EYSKENS: De Amerikaanse en Britse inlichtingendiensten beschikken over onweerlegbare bewijzen dat Saddam Hoessein beperkte hoeveelheden biologische en chemische massavernietigingswapens heeft. Het probleem is dat hij die bij wijze van spreken in een schoenendoos onder zijn bed kan verbergen. Toch is de aanwezigheid van VN-inspecteurs in Irak nuttig en een reëel alternatief voor de oorlog. Zolang ze ter plekke zijn, vrij talrijk en met groot materieel zoals helikopters, staat het land eigenlijk virtueel onder voogdij. Saddam Hoessein kan niets meer ondernemen. Hij kan zijn oppositie niet aanhouden en afslachten, hij kan geen raketten opstellen, hij kan geen grote troepenbewegingen organiseren, hij is volledig vleugellam.

Ik zou dus zeggen, ook als ik een Amerikaan was: laten we dat voortzetten, drie maanden, zes maanden, een jaar, desnoods nog langer. Dat kost veel minder dan de armada van tweehonderdduizend Amerikaanse soldaten die nu aan de Iraakse grenzen ligt. Ondertussen kan men de oppositie, die wel degelijk bestaat, beter organiseren en financieren, zodat het niet uitgesloten is dat Saddam van binnenuit omver wordt geworpen. Veel Arabische leiders zouden daar trouwens tevreden mee zijn. En als zoiets gebeurt in Irak, kan het ook in Iran. Zo krijgen we misschien een politieke sanering in twee landen die de hand hebben in de financiering en bewapening van de grote terroristische bewegingen in de wereld.

Dan kan ook eindelijk het probleem tussen Israël en Palestina worden aangepakt. Vorige week was gewezen minister van Buitenlandse Zaken Shlomo Ben-Ami nog in Brussel. Hij is een van de belangrijke ‘duiven’ in de Labourpartij.
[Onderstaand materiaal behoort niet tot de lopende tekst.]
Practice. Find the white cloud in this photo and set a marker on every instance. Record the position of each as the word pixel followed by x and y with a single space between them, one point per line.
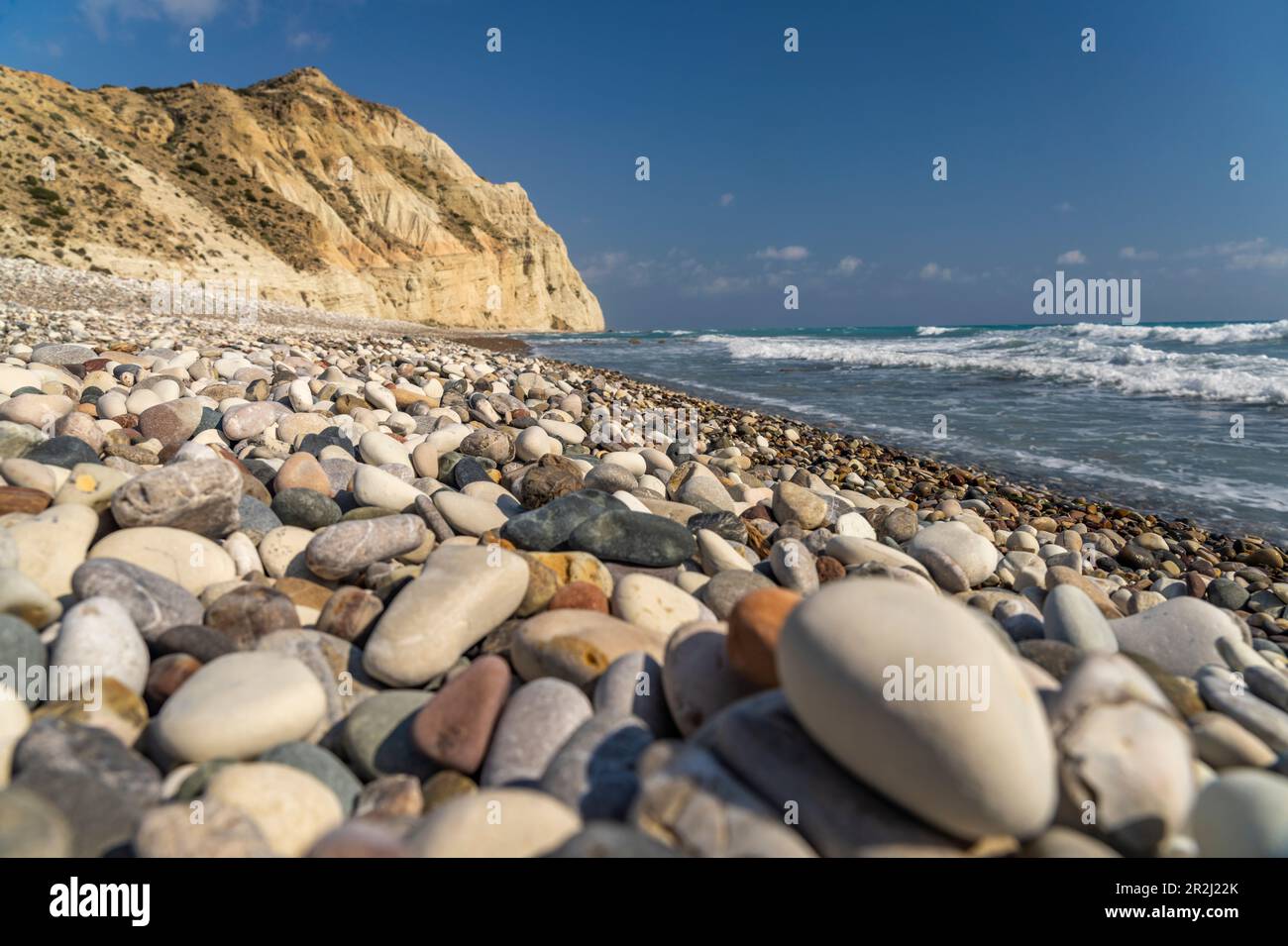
pixel 307 40
pixel 721 286
pixel 793 254
pixel 101 13
pixel 1248 254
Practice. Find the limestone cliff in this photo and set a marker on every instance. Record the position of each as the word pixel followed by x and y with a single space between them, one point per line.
pixel 322 198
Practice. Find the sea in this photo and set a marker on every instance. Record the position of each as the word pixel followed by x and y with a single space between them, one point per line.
pixel 1185 420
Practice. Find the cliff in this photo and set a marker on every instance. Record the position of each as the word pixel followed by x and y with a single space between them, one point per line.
pixel 322 198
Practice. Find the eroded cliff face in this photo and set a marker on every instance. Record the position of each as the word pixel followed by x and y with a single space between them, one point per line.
pixel 322 198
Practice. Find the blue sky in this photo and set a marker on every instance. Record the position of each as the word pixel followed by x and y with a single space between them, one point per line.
pixel 809 168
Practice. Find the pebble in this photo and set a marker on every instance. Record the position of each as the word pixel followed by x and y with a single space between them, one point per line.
pixel 1069 615
pixel 1180 635
pixel 25 600
pixel 497 822
pixel 168 830
pixel 549 527
pixel 974 555
pixel 1243 813
pixel 99 633
pixel 240 705
pixel 632 686
pixel 593 771
pixel 456 726
pixel 763 744
pixel 304 508
pixel 30 826
pixel 468 516
pixel 155 604
pixel 321 765
pixel 187 559
pixel 656 605
pixel 537 719
pixel 970 773
pixel 20 646
pixel 755 624
pixel 468 589
pixel 248 613
pixel 288 806
pixel 697 679
pixel 378 735
pixel 578 645
pixel 635 538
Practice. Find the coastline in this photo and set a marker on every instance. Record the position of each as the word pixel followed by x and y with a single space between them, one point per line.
pixel 340 553
pixel 898 455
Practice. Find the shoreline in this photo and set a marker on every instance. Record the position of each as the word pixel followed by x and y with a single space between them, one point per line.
pixel 380 579
pixel 132 297
pixel 906 455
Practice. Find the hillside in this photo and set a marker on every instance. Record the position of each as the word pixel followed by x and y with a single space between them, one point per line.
pixel 253 183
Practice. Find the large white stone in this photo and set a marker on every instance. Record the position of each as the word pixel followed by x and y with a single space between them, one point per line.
pixel 239 705
pixel 973 761
pixel 462 594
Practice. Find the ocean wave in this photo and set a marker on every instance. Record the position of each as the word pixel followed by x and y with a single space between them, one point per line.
pixel 1133 369
pixel 1232 334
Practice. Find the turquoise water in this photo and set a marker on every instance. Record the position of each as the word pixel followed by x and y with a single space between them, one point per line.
pixel 1137 415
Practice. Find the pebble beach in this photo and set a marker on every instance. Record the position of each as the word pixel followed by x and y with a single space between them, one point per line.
pixel 353 588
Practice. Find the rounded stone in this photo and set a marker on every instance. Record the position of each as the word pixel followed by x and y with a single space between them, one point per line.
pixel 579 594
pixel 496 822
pixel 697 679
pixel 223 830
pixel 468 589
pixel 456 726
pixel 348 547
pixel 635 538
pixel 288 806
pixel 1069 615
pixel 301 472
pixel 578 645
pixel 595 770
pixel 377 735
pixel 755 626
pixel 20 648
pixel 535 723
pixel 240 705
pixel 973 554
pixel 99 633
pixel 30 826
pixel 154 602
pixel 1181 635
pixel 1243 813
pixel 198 495
pixel 322 766
pixel 192 562
pixel 850 659
pixel 656 605
pixel 632 686
pixel 249 613
pixel 305 508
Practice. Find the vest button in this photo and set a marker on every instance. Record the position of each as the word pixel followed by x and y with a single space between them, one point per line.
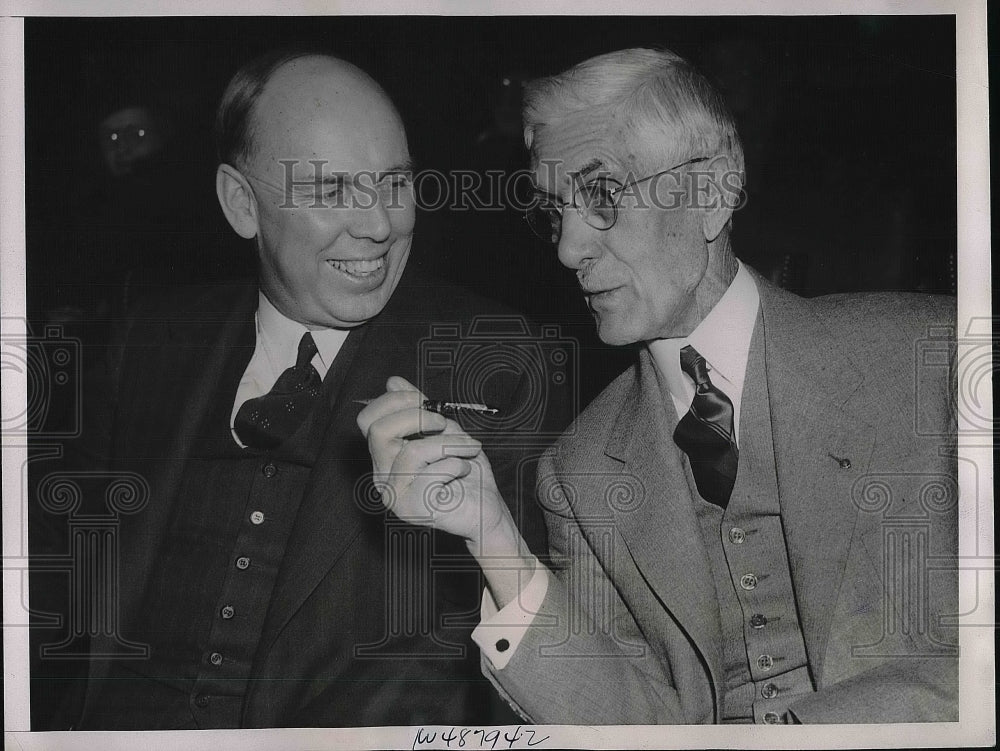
pixel 758 621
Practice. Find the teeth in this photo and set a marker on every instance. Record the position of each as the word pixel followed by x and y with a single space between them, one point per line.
pixel 359 268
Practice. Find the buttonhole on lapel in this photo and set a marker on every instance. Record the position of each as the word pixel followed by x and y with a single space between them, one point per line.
pixel 842 462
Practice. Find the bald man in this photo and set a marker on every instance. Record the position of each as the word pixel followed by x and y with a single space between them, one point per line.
pixel 261 582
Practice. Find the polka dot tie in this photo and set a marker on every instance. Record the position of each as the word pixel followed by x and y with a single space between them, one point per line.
pixel 705 433
pixel 266 421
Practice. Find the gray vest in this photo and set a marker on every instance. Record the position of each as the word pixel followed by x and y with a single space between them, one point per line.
pixel 763 652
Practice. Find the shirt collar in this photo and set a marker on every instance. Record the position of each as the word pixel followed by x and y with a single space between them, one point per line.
pixel 722 337
pixel 281 336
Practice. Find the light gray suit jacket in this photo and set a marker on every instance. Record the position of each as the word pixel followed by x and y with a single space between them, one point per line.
pixel 863 437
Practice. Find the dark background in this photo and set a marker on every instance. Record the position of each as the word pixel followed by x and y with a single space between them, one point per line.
pixel 848 125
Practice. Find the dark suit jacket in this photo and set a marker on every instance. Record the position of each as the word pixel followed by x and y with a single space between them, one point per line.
pixel 170 363
pixel 862 431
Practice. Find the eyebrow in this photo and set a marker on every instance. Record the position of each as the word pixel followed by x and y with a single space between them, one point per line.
pixel 587 168
pixel 573 176
pixel 339 178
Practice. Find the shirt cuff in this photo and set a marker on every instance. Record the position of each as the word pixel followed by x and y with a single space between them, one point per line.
pixel 500 631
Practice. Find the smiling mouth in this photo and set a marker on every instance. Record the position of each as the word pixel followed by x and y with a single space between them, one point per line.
pixel 359 269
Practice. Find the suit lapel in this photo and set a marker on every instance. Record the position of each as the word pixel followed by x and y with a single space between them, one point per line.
pixel 339 498
pixel 822 445
pixel 662 533
pixel 180 365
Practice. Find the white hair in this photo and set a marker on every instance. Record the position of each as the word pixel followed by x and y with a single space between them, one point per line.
pixel 656 90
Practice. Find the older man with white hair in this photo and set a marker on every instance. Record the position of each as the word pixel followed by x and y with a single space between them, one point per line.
pixel 742 526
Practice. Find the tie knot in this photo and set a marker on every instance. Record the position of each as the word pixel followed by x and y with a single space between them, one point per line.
pixel 694 365
pixel 307 350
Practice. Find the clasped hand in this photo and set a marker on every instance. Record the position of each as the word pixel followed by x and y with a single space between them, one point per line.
pixel 428 470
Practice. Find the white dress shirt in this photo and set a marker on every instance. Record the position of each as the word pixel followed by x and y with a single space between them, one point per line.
pixel 723 339
pixel 276 350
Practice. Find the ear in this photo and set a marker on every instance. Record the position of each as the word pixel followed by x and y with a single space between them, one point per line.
pixel 720 195
pixel 237 200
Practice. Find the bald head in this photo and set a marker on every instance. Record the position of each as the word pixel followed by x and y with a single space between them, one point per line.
pixel 287 83
pixel 315 169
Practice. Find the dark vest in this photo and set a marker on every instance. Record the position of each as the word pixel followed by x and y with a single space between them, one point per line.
pixel 204 606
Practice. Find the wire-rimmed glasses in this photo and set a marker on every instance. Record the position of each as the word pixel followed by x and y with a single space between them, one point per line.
pixel 596 201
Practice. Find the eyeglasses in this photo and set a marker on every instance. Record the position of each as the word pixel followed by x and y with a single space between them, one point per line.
pixel 596 202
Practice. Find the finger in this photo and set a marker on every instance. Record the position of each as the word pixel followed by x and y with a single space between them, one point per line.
pixel 388 403
pixel 424 454
pixel 387 435
pixel 398 383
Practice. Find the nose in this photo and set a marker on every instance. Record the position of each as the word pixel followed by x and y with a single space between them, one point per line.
pixel 371 221
pixel 576 247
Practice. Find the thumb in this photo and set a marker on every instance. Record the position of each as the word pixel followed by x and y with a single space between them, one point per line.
pixel 398 383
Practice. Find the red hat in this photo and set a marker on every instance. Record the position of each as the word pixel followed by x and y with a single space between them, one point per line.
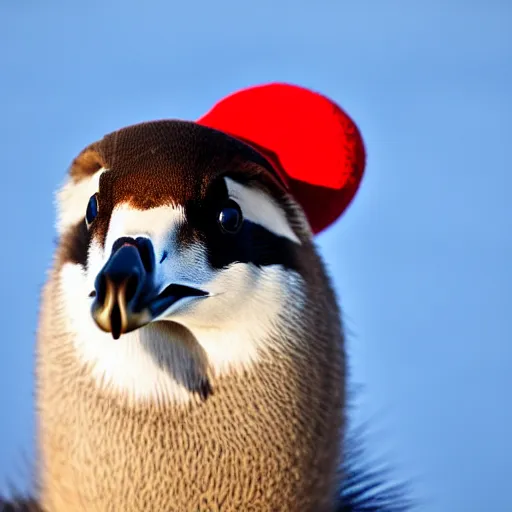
pixel 313 144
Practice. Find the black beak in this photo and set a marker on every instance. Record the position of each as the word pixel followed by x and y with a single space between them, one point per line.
pixel 126 298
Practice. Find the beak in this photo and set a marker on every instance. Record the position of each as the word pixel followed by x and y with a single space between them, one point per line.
pixel 126 298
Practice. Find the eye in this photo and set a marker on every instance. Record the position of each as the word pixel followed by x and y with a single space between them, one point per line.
pixel 230 218
pixel 92 210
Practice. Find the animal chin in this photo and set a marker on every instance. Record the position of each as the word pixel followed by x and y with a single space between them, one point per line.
pixel 125 298
pixel 116 316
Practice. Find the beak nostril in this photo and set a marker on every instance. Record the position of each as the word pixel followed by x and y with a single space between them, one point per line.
pixel 101 289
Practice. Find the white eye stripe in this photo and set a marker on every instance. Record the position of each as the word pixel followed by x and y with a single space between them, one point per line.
pixel 72 199
pixel 261 209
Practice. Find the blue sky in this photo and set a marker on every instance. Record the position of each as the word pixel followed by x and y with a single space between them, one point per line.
pixel 421 261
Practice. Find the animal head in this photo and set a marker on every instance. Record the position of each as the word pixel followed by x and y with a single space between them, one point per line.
pixel 187 243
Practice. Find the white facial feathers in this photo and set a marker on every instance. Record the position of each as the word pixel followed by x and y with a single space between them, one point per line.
pixel 261 209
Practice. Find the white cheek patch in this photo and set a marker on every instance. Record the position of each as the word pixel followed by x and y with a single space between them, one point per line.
pixel 249 309
pixel 72 199
pixel 132 365
pixel 261 209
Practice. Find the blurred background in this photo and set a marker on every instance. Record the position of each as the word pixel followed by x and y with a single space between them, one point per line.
pixel 421 260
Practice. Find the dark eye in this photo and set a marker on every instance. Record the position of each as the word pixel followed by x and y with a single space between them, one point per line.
pixel 92 210
pixel 230 218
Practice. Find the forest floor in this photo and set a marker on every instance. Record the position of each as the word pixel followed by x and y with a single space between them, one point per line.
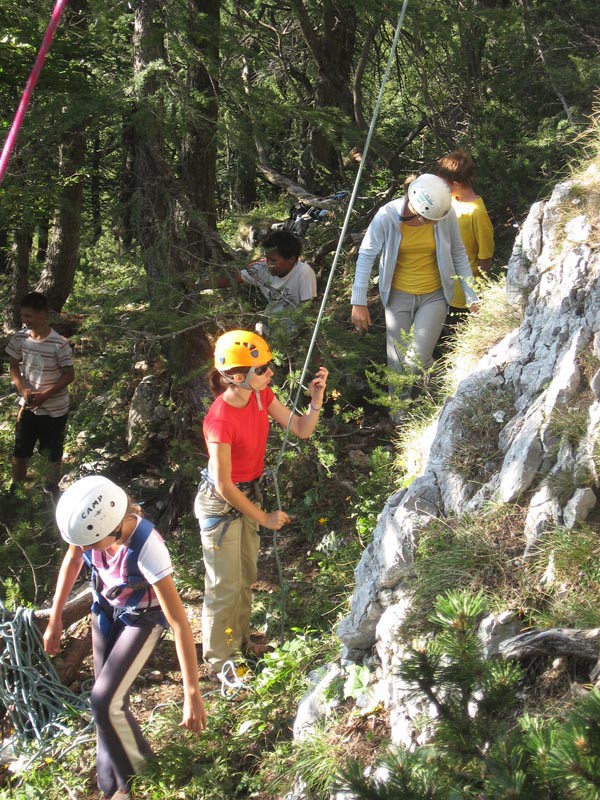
pixel 159 684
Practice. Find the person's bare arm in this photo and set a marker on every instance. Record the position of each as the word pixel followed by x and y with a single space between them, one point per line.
pixel 220 463
pixel 194 713
pixel 36 398
pixel 303 425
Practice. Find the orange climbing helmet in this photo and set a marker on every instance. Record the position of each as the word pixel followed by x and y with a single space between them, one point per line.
pixel 241 349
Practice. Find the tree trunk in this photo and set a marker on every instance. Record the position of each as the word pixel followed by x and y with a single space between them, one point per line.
pixel 21 252
pixel 332 50
pixel 4 252
pixel 176 237
pixel 56 280
pixel 42 245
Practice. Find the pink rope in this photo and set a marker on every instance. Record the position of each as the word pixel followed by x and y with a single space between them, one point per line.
pixel 29 87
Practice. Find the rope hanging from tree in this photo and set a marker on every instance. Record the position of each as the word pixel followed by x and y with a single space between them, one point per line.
pixel 328 288
pixel 30 86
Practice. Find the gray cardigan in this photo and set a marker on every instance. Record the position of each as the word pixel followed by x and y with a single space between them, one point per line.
pixel 383 238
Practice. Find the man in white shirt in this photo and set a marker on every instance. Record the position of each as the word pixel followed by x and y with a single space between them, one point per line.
pixel 281 276
pixel 41 368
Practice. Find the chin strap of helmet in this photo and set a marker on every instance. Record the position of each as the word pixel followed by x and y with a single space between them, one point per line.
pixel 245 384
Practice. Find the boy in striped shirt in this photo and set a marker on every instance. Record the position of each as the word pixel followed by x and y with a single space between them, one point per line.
pixel 41 367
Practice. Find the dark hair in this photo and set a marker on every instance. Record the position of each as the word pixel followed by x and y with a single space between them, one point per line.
pixel 288 245
pixel 217 383
pixel 36 301
pixel 458 166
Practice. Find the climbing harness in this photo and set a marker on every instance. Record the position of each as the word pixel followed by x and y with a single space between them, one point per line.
pixel 232 679
pixel 110 617
pixel 30 86
pixel 38 707
pixel 326 295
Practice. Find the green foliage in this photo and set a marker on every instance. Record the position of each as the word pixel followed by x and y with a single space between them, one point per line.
pixel 478 417
pixel 475 748
pixel 476 552
pixel 569 559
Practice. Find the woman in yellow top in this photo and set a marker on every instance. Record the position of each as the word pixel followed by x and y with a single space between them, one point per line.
pixel 476 230
pixel 421 258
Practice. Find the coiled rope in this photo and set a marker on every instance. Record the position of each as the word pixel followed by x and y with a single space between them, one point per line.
pixel 36 704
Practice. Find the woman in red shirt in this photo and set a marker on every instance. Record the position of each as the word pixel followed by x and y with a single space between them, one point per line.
pixel 229 504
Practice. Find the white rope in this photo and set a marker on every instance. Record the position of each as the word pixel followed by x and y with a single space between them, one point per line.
pixel 334 264
pixel 38 706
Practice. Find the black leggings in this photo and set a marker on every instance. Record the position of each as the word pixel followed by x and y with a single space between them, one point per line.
pixel 121 747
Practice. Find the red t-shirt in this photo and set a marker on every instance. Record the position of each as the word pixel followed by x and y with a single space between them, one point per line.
pixel 245 429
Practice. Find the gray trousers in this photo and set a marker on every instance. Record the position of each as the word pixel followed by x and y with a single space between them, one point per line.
pixel 230 562
pixel 424 314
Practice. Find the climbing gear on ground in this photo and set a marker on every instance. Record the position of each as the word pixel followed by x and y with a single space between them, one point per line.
pixel 241 349
pixel 233 677
pixel 38 707
pixel 332 272
pixel 430 197
pixel 90 510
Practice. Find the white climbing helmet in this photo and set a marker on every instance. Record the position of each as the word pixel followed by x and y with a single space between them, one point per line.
pixel 430 197
pixel 89 510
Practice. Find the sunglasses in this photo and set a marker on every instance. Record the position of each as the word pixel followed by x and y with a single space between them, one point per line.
pixel 261 370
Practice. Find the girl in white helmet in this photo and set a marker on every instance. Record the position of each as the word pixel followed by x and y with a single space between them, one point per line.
pixel 421 256
pixel 135 600
pixel 228 504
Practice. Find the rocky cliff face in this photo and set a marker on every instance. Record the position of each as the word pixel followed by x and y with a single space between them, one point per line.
pixel 540 369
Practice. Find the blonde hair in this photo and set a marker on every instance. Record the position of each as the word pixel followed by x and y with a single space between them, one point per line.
pixel 457 167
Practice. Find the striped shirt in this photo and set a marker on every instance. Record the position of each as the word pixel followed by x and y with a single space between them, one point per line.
pixel 41 362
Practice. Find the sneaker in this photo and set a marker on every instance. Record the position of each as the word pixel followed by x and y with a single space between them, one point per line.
pixel 233 677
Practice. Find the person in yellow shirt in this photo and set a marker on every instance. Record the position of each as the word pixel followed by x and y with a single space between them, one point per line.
pixel 418 246
pixel 476 230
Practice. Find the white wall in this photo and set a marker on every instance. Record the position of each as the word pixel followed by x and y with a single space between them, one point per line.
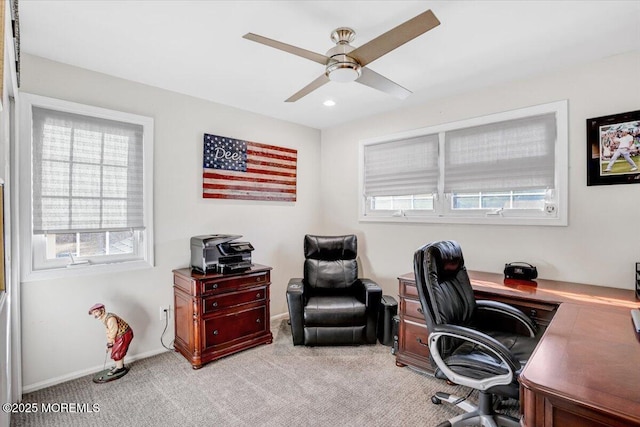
pixel 59 339
pixel 600 245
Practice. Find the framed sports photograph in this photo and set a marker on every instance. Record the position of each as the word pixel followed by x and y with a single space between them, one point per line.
pixel 613 149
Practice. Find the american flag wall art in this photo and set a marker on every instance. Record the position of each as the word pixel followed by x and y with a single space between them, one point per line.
pixel 237 169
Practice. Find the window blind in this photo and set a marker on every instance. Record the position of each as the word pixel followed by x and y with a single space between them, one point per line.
pixel 400 168
pixel 510 155
pixel 87 173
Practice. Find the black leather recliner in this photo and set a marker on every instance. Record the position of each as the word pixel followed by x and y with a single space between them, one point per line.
pixel 331 305
pixel 468 343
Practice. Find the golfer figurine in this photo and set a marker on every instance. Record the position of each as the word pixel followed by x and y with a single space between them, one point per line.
pixel 119 336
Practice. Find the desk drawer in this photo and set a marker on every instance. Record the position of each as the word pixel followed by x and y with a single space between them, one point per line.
pixel 409 335
pixel 221 301
pixel 408 289
pixel 540 312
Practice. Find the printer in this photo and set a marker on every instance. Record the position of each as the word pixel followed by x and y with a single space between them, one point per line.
pixel 220 253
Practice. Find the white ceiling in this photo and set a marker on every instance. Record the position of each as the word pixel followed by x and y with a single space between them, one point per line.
pixel 196 47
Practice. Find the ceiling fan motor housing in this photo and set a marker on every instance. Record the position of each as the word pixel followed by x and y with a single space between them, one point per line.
pixel 341 67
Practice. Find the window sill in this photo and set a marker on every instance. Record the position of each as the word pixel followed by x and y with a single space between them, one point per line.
pixel 84 270
pixel 481 220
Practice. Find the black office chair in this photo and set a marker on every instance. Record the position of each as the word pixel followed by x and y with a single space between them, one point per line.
pixel 330 305
pixel 466 344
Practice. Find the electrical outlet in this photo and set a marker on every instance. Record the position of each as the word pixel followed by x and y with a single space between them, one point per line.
pixel 165 312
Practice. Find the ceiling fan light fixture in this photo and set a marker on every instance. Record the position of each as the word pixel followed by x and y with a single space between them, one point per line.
pixel 344 71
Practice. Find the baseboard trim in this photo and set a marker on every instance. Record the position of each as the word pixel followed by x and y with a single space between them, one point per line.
pixel 78 374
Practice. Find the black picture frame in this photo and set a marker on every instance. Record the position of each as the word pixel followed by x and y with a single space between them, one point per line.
pixel 602 134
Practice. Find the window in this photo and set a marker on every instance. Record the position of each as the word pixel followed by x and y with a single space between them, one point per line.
pixel 506 168
pixel 86 186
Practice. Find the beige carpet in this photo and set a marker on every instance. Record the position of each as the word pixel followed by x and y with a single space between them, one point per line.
pixel 270 385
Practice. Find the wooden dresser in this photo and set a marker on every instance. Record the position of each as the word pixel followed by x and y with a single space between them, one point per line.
pixel 220 314
pixel 540 301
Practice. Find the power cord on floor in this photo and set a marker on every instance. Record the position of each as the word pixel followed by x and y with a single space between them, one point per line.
pixel 166 325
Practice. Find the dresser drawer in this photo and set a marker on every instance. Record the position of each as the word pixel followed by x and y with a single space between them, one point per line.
pixel 221 301
pixel 229 284
pixel 411 308
pixel 230 327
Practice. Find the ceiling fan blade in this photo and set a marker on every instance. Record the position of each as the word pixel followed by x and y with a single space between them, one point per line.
pixel 372 79
pixel 309 88
pixel 394 38
pixel 316 57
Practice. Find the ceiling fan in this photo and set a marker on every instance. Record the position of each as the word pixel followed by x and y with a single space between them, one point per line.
pixel 344 63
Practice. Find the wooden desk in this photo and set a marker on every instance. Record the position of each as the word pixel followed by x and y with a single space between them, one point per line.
pixel 584 372
pixel 220 314
pixel 539 300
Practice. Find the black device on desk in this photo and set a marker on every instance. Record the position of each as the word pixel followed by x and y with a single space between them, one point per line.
pixel 219 253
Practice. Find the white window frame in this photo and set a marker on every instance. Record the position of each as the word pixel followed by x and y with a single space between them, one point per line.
pixel 34 263
pixel 555 211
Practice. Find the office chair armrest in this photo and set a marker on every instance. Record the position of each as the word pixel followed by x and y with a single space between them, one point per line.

Hij zegt dat een meerderheid van de Israëlische bevolking bereid is om een vredesakkoord met de Palestijnen te sluiten, maar dat geen enkele politicus zich zoiets kan veroorloven als om de week een zelfmoordaanslag plaatsvindt in de straten van Tel Aviv of Jeruzalem. Dat terrorisme moet absoluut ophouden, en dat kan maar als je Irak en Iran op een of andere manier uitschakelt.

Zijn de Amerikaanse militairen te zegezeker?

EYSKENS: Amerikanen die het dossier kennen, houden vol dat ze de klus in Irak in een week klaren. Een jaar geleden stonden de Europeanen ook te roepen dat Afghanistan een tweede Vietnam zou worden, maar in veertien dagen tijd was de Taliban opgeruimd. De Amerikanen zouden een elektronisch wapen hebben ontwikkeld dat door het verwekken van een kolossale hoogspanningsstroom vanuit een onbemande raket alle apparatuur op de grond uitschakelt en het hele land lamlegt. Maar een hybrishouding leidt wel vaker tot onderschatten of negeren van risico’s. Ik zou toch maar opteren voor een voortzetten van de wapeninspecties en zo Saddam onder voogdij plaatsen.

Koen Meulenaere

Mark Eyskens: ‘De nieuwe debatcultuur is noch debat noch cultuur, het is quatsch.’